Maria Gertrude Goeppert-Mayer (* 28. Juni 1906 in Kattowitz, Oberschlesien; † 20. Februar 1972 in San Diego, Kalifornien) war eine deutsch-US-amerikanische Physikerin. Sie führte das Schalenmodell des Atomkerns ein und erhielt dafür 1963 (als zweite Frau) den Nobelpreis für Physik,[1] gemeinsam mit Hans Jensen, der unabhängig und gleichzeitig ebenfalls das Schalenmodell des Atomkerns fand.

Maria Goeppert war das einzige Kind der Maria Göppert, geborene Wolff, Lehrerin für Sprachen und Musik, und des späteren Pädiatrieprofessors Friedrich Göppert (1870–1927). Ihr Großvater väterlicherseits war der Juraprofessor Heinrich Robert Göppert (1838–1882), ein Urgroßvater der Botanikprofessor Heinrich Göppert und ein Ururgroßvater bereits Professor für Pharmazie. Im Alter von vier Jahren (1910) zog sie vom damals deutschen Kattowitz nach Göttingen.[2]

Für ihre Eltern war es selbstverständlich, dass sie nach dem Abitur 1924 studieren würde. Zuerst wollte Goeppert Mathematikerin werden, wechselte dann aber nach drei Jahren in die Physik, nachdem sie ein Seminar beim späteren Nobelpreisträger für Physik und Pionier der Quantenmechanik Max Born über Quantenmechanik gehört hatte. 1930 promovierte sie Über Elementarakte mit zwei Quantensprüngen bei Max Born. Die Dissertation behandelte die später in der Laserspektroskopie wichtige Zwei-Photonen-Absorption. Wie wissenschaftlich bedeutend die Universität Göttingen damals war, zeigte sich auch daran, dass bei ihrem Rigorosum auch James Franck und Adolf Windaus anwesend waren.

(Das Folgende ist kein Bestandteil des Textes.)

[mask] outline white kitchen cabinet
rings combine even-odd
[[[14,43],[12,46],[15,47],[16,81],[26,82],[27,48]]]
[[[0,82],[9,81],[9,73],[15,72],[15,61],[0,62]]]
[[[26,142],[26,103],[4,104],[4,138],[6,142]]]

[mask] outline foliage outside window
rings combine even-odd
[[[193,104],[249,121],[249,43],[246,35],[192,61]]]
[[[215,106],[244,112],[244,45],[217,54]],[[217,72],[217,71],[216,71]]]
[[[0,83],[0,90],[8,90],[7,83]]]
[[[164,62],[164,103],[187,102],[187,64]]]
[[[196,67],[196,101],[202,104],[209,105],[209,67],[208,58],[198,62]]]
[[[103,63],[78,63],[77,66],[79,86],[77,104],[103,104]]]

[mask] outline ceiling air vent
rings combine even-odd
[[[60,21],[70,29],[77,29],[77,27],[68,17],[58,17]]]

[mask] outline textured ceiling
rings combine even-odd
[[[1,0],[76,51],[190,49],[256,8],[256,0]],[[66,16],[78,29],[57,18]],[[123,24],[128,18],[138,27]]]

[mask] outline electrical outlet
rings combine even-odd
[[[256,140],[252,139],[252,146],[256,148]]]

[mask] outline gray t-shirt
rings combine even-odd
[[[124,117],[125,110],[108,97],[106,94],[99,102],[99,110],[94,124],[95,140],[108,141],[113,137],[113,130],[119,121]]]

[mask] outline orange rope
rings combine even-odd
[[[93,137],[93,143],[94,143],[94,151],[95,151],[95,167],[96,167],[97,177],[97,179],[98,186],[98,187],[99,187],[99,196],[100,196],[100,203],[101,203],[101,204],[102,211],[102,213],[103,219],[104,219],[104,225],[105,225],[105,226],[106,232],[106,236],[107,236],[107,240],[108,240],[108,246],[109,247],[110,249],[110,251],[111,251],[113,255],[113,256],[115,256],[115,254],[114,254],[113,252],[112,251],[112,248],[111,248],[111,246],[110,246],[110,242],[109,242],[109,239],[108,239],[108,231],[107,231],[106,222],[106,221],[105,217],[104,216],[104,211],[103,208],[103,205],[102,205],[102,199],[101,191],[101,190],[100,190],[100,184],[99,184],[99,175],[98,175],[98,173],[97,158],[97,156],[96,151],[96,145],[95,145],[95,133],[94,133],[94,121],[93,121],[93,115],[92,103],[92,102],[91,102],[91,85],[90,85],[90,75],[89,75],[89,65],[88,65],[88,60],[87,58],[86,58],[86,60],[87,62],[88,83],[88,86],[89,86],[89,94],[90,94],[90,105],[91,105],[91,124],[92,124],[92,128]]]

Sie heiratete den Franck-Mitarbeiter Joseph Edward Mayer (1904–1983), den späteren Präsidenten der American Physical Society, und ging mit ihm noch 1930 in die USA. Das Paar hatte eine Tochter und einen Sohn. 1933 wurde sie US-Staatsbürgerin. Sie lehrte unentgeltlich – während der Zeit der Great Depression wollte niemand die Frau eines Professors bezahlen, und es gab Nepotismus-Regeln an den amerikanischen Universitäten, die verhinderten, dass beide Ehepartner eine Stelle erhielten – an der Johns Hopkins University (1930–1939), als volunteer associate, und an der Columbia University (1940–1946), wohin ihr Mann 1939 wechselte. Sie war Lecturer in der Abteilung Chemie der Columbia University und außerdem 1942 bis 1945 Lecturer am Sarah Lawrence College in New York. Sie publizierte zusammen mit ihrem Mann 1940 das Buch Statistical Mechanics. In den 1930er Jahren arbeitete sie eng mit Karl Ferdinand Herzfeld und ihrem Mann zusammen und befasste sich in dieser Zeit mit Anwendungen der Quantenmechanik in der Chemie, Gittertheorie der Kristalle und statistischer Mechanik. Auch beim Atomwaffenprogramm arbeitete sie mit, Anfang 1942 in der Berechnung der Eigenschaften von Transuranen, dann mit Harold Urey an photochemischen Methoden der Separation von Uranisotopen, was sich aber als nicht praktikabel erwies.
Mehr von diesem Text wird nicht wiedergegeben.